One of the hardest tasks in accounting is assigning a proper value to assets and liabilities on the balance sheet. Fair value accounting is one of several methods accounting professionals can use to value assets and obligations. Depending on circumstances, this method can produce dramatically different results from other accounting treatments.
-
Valuation Basics
-
Conventional assets are usually easy to value. If, for instance, a firm buys a delivery truck for $30,000 and expects to sell it for $10,000 after five years, the value of the vehicle at any point before the sale can be accounted for based on a simple formula. Since the truck's value will decline by $20,000 in five years, the annual decline in value can be assumed as $4,000. After two years, for example, the truck can be valued at approximately $22,000.
Firms can use more complex valuation schemes as well. Instead of decreasing -- or "depreciating" as it is known in accounting -- the truck's value by the same amount each year, an above-average hit can be recorded in the first year when new vehicles tend to lose most of their resale value.
Fair Market Valuation
-
When using the fair market valuation for an asset, accountants consider the price at which the same asset can be replaced today. Assume the truck in the example is now three years old, out of warranty and experiencing a transmission problem. While the truck's value is $18,000, according to the formula in Section 1, a few quick calls to used vehicle dealers reveals that the same type of truck with this sort of common transmission problem can be bought for about $13,000.
Fair market value accounting would require the truck's book value on the balance sheet be decreased to this "replacement value."
-
Liabilities
-
When accounting for liabilities, fair value accounting standards require that the accounting basis should be the price at which the liability can be settled or incurred between two willing parties. Assume, for instance, that you have agreed to advertise on a billboard for the next six months and agreed to pay $10,000 for this right. However, billboard rates have dropped significantly and your contract allows you to cancel this agreement at no cost. You could simply get out of the present contract and rent the same billboard for $8,000.
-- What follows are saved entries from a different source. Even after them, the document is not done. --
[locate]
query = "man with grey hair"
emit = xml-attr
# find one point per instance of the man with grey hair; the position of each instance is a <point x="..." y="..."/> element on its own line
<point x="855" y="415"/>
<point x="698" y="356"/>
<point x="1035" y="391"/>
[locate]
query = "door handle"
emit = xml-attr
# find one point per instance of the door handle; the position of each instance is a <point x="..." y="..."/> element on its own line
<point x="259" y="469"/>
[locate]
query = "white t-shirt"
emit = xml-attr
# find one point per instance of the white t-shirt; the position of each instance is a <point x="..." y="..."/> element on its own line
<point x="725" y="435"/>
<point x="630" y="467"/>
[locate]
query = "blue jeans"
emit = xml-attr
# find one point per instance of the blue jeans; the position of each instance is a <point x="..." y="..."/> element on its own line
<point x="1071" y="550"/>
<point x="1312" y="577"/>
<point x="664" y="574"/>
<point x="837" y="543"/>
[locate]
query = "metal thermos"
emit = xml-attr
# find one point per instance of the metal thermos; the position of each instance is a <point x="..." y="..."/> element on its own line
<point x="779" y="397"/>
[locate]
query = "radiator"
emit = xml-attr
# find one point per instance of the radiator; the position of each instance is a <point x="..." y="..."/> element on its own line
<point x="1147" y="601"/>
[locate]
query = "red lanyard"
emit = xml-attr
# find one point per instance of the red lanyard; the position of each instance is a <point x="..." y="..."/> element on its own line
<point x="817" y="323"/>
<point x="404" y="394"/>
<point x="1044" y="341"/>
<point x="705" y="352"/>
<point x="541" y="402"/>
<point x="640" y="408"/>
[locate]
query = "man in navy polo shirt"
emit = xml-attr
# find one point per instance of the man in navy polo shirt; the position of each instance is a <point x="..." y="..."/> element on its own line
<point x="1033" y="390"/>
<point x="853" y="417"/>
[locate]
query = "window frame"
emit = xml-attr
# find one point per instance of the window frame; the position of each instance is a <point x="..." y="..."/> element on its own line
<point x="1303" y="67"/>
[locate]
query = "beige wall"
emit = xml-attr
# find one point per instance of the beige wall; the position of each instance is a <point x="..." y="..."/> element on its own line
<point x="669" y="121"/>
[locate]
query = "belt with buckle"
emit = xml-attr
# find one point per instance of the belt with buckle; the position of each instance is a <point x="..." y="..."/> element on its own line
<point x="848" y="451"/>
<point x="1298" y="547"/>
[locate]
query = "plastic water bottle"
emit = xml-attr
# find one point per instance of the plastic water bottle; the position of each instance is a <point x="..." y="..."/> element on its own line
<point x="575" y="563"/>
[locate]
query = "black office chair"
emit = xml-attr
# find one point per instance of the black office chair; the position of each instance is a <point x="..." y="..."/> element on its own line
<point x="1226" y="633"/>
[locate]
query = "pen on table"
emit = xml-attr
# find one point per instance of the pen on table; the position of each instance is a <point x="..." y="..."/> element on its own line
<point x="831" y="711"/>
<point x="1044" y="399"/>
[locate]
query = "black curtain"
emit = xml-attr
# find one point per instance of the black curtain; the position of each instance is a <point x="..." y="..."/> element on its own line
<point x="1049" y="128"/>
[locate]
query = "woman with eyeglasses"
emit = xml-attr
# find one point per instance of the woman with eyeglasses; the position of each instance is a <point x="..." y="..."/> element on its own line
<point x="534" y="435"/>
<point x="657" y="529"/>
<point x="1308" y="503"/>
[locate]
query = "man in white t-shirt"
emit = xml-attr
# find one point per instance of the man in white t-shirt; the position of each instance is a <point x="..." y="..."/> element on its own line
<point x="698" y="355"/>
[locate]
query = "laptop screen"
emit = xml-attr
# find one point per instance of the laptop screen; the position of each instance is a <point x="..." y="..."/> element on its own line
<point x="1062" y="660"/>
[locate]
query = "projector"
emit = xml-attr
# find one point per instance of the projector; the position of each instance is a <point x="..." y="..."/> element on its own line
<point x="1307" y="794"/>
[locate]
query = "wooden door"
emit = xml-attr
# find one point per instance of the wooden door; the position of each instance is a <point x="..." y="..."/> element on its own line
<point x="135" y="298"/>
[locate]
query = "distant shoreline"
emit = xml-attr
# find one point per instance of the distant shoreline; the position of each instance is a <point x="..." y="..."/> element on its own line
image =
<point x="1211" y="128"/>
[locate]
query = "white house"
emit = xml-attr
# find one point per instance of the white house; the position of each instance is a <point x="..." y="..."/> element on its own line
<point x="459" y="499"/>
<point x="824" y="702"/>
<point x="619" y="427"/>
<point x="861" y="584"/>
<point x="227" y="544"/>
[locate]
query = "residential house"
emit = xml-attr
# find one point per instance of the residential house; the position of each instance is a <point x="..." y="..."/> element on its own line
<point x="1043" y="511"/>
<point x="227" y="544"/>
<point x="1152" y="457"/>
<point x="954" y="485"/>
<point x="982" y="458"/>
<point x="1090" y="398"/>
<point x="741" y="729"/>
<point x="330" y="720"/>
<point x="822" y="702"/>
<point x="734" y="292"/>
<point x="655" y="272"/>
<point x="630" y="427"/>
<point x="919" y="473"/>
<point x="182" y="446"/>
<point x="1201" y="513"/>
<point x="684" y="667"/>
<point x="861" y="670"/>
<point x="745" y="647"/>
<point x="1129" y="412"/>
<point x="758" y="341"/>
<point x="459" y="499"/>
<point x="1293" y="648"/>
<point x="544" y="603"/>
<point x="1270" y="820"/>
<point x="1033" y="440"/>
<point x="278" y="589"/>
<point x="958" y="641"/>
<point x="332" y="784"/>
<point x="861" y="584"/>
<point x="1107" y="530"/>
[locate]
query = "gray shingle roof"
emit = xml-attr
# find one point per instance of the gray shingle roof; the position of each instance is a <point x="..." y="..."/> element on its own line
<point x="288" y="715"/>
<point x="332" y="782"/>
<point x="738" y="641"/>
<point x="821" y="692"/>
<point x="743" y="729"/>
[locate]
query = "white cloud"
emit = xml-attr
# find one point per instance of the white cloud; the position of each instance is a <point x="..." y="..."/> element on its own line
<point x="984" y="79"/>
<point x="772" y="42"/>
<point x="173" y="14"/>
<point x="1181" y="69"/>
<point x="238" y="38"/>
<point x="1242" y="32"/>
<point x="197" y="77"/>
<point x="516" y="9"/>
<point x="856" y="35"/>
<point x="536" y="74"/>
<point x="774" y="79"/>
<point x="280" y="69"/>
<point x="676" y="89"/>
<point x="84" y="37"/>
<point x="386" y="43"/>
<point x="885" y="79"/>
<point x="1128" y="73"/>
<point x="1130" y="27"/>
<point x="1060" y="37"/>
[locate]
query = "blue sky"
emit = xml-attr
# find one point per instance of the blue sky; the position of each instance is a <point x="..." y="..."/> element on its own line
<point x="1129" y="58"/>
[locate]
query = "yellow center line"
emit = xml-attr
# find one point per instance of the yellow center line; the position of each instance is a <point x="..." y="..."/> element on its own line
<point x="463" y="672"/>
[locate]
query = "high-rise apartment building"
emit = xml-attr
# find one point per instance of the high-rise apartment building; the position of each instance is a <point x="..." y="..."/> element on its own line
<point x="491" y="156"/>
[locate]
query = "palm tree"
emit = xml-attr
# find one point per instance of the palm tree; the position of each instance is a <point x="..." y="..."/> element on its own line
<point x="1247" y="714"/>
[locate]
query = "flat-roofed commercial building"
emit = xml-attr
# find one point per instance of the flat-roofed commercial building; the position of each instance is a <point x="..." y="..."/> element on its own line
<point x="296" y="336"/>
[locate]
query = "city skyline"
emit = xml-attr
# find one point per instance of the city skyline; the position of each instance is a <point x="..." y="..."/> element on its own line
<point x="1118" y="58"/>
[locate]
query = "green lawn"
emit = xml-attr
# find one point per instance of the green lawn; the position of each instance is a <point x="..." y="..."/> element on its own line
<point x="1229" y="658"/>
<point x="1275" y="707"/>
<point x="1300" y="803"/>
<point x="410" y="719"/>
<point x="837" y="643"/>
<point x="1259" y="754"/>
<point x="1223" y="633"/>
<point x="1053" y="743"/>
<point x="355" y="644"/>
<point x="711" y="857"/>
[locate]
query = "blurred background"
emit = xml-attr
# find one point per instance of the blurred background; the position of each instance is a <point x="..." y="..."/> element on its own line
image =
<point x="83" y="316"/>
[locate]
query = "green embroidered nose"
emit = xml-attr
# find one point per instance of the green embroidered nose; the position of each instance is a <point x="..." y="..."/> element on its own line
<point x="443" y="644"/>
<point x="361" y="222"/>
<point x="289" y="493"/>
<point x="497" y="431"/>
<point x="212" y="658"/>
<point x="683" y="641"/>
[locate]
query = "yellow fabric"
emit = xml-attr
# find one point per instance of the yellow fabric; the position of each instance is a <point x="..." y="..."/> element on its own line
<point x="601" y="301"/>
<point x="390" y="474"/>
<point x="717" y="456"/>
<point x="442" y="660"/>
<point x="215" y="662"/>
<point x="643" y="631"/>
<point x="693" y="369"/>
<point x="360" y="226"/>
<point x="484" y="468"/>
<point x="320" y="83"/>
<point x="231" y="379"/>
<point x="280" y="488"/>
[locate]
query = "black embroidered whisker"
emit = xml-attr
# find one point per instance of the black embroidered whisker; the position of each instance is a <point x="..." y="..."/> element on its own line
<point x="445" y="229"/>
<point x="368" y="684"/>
Again, fair value accounting requires that you record an obligation of $8,000 instead of the contractually stipulated $10,000, because this is the value at which your present obligation can be settled.
Issues
-
The primary issue with fair value accounting is the difficulty of finding fair prices for hard-to-value assets. While a delivery truck may be relatively easy to price by calling used vehicle dealers, the same may be nearly impossible for a 2-year-old giant crane. Highly specialized rare machinery, certain financial products and various other kinds of assets and liabilities often do not have a secondhand market, and fair value accounting may therefore be difficult to apply for certain firms.